Хэллоуин [Дмитрий Ачасоев] (fb2) читать постранично


 [Настройки текста]  [Cбросить фильтры]

Дмитрий Ачасоев Хэллоуин

Я построил Машинку. В ней много замечательных колесиков, деловитых шестеренок, сверкающих стеклышек и прочих штуковин. Она жужжит, как здоровенный жук, когда движется вперед, она шелестит бабочкой на пути назад, на поворотах она скрипит, как сверчок. На ее левом боку я написал: «Сепаратор турбо», а на правом — «Чик-чик тарантул». Она и вправду чем-то похожа на шустрого паука-сенокосца, хотя в ней есть сходство и со скорпионом. В общем, она очень красивая, моя Машинка. Только вот Джин испугалась и сказала: «Это какое-то твое очередное безумие, которое ничем хорошим не кончится». Мне понравились эти слова и я написал на Машинке спереди: «Мое очередное безумие, которое ничем хорошим не кончится».

Когда я был совсем маленьким, я очень хотел попасть в Корею. Мне не повезло. Война там кончилась, когда мне было восемь лет, и в утешение отец купил мне роскошный механический конструктор (Fiftееn вucks, sir!) Тогда же я и построил свою первую Машинку, жалкое подобие муравья, которая издохла на третьей минуте жизни, но я не унывал. Мне удалось сэкономить на школьных завтраках, и через два года я купил себе второй, куда более шикарный конструктор (Forty вuсks, sir!).

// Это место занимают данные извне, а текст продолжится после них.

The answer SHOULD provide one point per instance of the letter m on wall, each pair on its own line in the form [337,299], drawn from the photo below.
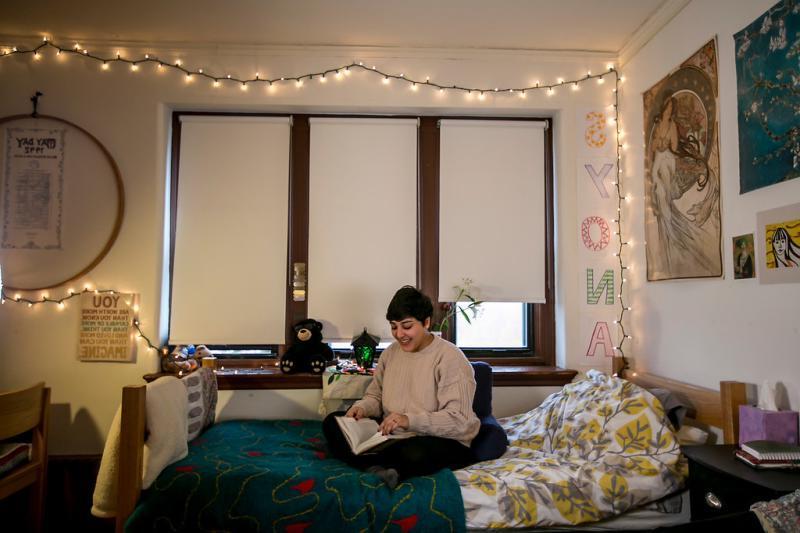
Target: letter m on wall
[606,284]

Еще через восемь лет я, окрыленный своими первыми удачами и юношеской наглостью, приехал в Бостон, поступать в Массачусетский технологический институт, куда, к сожалению, без особых усилий поступил. Там же, в Бостоне, я познакомился с Элен. Оценив ее по достоинству, я ринулся в бой. Три года ушли на покупку букетов, сочинение пламенных писем и прочую любовную чушь; кончилось все тем, что я надоел ей до крайности и обычно уравновешенная и дипломатичная Элен заявила, что не может любить человека, жесткого, как жужелица. Не успел я по-настоящему расстроиться, как подоспела Вьетнамская война, благо в тот год я уже был выпускником МТИ. В отличие от Кореи, во Вьетнам я уже не рвался и частенько, трясясь в вертолете над утомительной зеленью тропических джунглей, жалел, что не получаю от этого ни малейшего удовольствия. Тем более не доставил мне удовольствия вьетнамский пулеметчик, который сбил нас однажды над дельтой Меконга. С горем пополам удалось посадить вертолет и мы, по колено в болотной жиже, приняли бой. Я — плохой пехотинец, и если бы не Бак Стенли, мой приятель еще по МТИ, гроза университетских баскетболистов, интеллектуал и сердцеед, то Америку я увидел бы только из уютного цинкового гробика. Благодаря же Стенли, я выжил и вернулся.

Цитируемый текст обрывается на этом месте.